The most distinctive and self-contained scene recounts the arrival at the Jeu de Paume of Hermann Göring (Canadian tenor Matthew Dalen). The Reichsmarschall appraises various stolen canvases, declaring some to be “degenerate,” while partaking of a vulgar and sumptuous feast. He also takes time, somewhat implausibly, to humiliate Jacob, the disabled son of Jaujard’s assistant Esther (Canadian soprano France Bellemare).

Matthew Dalen as Hermann Göring in ‘La beauté du monde.’

This episode was presumably the reason for an audience advisory that certain elements of the opera would be “difficult to watch.” It was unpleasant and not particularly illuminating.
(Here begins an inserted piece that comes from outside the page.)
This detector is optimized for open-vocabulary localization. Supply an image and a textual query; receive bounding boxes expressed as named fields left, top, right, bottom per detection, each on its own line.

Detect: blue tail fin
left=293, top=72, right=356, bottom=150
We were quite prepared to believe before arriving at the theater that Hermann Göring was a detestable man.

If the Göring cameo had an upside, it was the opportunity it afforded Bilodeau to write a sardonic waltz. Elsewhere, the composer was reduced to generalized tonal turbulence that could not make amends for the fundamental lack of dramatic impetus. One sensed occasionally a wish to emulate Wagnerian orchestration, along with the absence of a good reason to do so. The Orchestre Métropolitain and conductor Jean-Marie Zeitouni did what they could, as did the chorus, even if female voices at the start sounded thin.

The production, as directed by Florent Siaud and designed by his frequent collaborator Romain Fabre, had a professional and realistic look, apart from a giant abstract sculpture that was pulled out from time to time. The performance would have lost nothing, and perhaps gained a little, without this monumental apparatus.

As might be surmised from all the names mentioned above, this was what Ed Sullivan used to call a really big show. For the Opéra de Montréal to have dedicated so much time and money to the enterprise says something about its commitment to new opera. The Canadian Opera Company, in Toronto, by comparison, is on a revival treadmill.

Yet the scale of the ambition in this case is matched by the magnitude of the disappointment. Bouchard is well regarded in Montreal theatrical circles and has a record of operatic success, having adapted his own play to create the 2016 hit (with music by Kevin March) Les Feluettes. The Opéra de Montréal even had extra time, courtesy of the pandemic, to sort out the difficulties surrounding La beauté du monde.